For the 12-month period ending December 31, 2011, the airport had 50,916 aircraft operations, an average of 139 per day: 56% general aviation, 38% military, 6% air taxi, and <1% scheduled commercial. At that time there were 68 aircraft based at this airport: 35% single-engine, 22% multi-engine, 9% jet, 3% helicopter, and 31% military.

An additional primary function of the airport is to serve as an aircraft boneyard, including scrapping, parts recycling and aircraft storage.
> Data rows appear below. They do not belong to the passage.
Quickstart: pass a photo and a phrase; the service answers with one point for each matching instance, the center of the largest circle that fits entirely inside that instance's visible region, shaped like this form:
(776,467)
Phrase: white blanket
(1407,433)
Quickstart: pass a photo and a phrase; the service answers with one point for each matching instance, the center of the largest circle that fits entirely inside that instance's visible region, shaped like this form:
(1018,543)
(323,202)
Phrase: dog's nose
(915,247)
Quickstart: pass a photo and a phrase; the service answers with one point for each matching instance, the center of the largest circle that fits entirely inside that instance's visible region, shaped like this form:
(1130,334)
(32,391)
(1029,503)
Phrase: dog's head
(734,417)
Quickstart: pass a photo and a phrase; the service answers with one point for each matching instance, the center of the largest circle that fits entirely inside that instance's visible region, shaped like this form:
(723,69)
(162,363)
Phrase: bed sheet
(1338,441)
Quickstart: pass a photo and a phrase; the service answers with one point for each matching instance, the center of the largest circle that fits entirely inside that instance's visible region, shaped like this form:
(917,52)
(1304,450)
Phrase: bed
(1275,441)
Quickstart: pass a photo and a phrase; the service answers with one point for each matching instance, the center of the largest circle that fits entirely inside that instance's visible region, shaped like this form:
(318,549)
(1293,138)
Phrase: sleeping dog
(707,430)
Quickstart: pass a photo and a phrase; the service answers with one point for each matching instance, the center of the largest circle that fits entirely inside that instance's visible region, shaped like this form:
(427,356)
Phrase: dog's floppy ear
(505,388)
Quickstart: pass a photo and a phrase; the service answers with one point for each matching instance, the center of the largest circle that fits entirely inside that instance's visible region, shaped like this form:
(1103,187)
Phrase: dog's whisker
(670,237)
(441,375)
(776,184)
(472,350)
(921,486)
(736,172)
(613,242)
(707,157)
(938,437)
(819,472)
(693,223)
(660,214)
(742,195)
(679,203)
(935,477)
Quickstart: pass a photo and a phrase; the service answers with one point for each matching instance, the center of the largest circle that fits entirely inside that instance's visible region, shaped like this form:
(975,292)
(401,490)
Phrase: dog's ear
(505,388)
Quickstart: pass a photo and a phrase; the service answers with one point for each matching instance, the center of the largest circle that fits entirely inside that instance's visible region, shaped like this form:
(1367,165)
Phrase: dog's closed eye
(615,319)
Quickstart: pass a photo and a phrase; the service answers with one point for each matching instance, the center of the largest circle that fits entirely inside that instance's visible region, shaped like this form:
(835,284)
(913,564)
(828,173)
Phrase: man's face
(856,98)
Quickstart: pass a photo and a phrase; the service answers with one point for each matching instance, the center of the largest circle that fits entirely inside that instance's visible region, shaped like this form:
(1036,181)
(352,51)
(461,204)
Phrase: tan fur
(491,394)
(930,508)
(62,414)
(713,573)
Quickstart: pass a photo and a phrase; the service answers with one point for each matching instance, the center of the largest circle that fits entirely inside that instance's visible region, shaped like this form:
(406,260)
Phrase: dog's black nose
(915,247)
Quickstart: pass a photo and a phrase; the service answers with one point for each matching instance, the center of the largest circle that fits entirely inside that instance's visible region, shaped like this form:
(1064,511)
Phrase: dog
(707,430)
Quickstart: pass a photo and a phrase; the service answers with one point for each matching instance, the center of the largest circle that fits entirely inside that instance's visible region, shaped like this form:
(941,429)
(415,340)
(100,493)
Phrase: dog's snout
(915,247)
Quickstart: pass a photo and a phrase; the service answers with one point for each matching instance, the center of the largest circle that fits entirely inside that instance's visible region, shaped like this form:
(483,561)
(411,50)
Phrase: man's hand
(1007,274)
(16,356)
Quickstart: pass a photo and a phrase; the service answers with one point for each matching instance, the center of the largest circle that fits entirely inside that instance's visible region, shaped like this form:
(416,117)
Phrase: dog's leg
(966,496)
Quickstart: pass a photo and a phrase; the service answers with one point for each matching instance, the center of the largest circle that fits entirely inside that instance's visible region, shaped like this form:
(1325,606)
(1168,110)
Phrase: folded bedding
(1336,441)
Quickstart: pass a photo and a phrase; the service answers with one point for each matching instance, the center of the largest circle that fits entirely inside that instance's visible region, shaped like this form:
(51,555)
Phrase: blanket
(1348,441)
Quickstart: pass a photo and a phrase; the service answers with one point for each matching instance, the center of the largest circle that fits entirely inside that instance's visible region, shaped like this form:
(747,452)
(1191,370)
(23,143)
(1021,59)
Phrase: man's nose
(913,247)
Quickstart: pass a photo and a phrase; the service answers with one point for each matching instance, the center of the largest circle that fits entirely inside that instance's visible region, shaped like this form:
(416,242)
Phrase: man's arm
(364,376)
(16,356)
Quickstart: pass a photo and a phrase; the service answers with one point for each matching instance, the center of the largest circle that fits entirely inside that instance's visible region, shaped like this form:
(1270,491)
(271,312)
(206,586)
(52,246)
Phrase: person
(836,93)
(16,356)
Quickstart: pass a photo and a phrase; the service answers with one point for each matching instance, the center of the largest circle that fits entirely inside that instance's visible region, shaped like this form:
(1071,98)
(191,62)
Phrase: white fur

Universal Asset Management, an aviation company, has dismantled large, wide body jetliners at the airport including Airbus A330, Airbus A340, Boeing 747-400 and Boeing 777 aircraft for recycling.

=== U.S. Army National Guard aviation support facility ===
The Mississippi National Guard has AH-64 Apache and UH-72 Lakota military helicopters based at their facility located on the airport.

==Airline and destinations==
===Scheduled passenger service ===

Contour Airlines began daily nonstop flights in 2016 to Nashville using British Aerospace Jetstream 31 turboprop aircraft. On April 1, 2016, this service was upgraded with Embraer ERJ family regional jets being used for their scheduled passenger flights.

| Airlines | Destinations | Refs. |
|---|---|---|
| Contour Airlines | Dallas/Fort Worth, Nashville |  |

==Statistics==

Top domestic destinations: (October 2024 – September 2025)
| Rank | City & IATA code | Passengers | Airline |
|---|---|---|---|
| 1 | Dallas–Fort Worth, TX (DFW) | 8,410 | Contour |
| 2 | Nashville, TN (BNA) | 6,690 | Contour |

== Accidents and incidents ==
- On September 3, 2022, Tupelo Aviation employee Cory Wayne Patterson stole a 1987 Beech C90A plane from the airport and flew it above the Tupelo area, threatening to crash it into a nearby Walmart. After several hours, the plane landed safely in Ashland and Patterson was detained. He later died while in federal custody in Miami.
- On June 3, 2023, a small twin-engine aircraft crashed at the airport leaving 2 dead.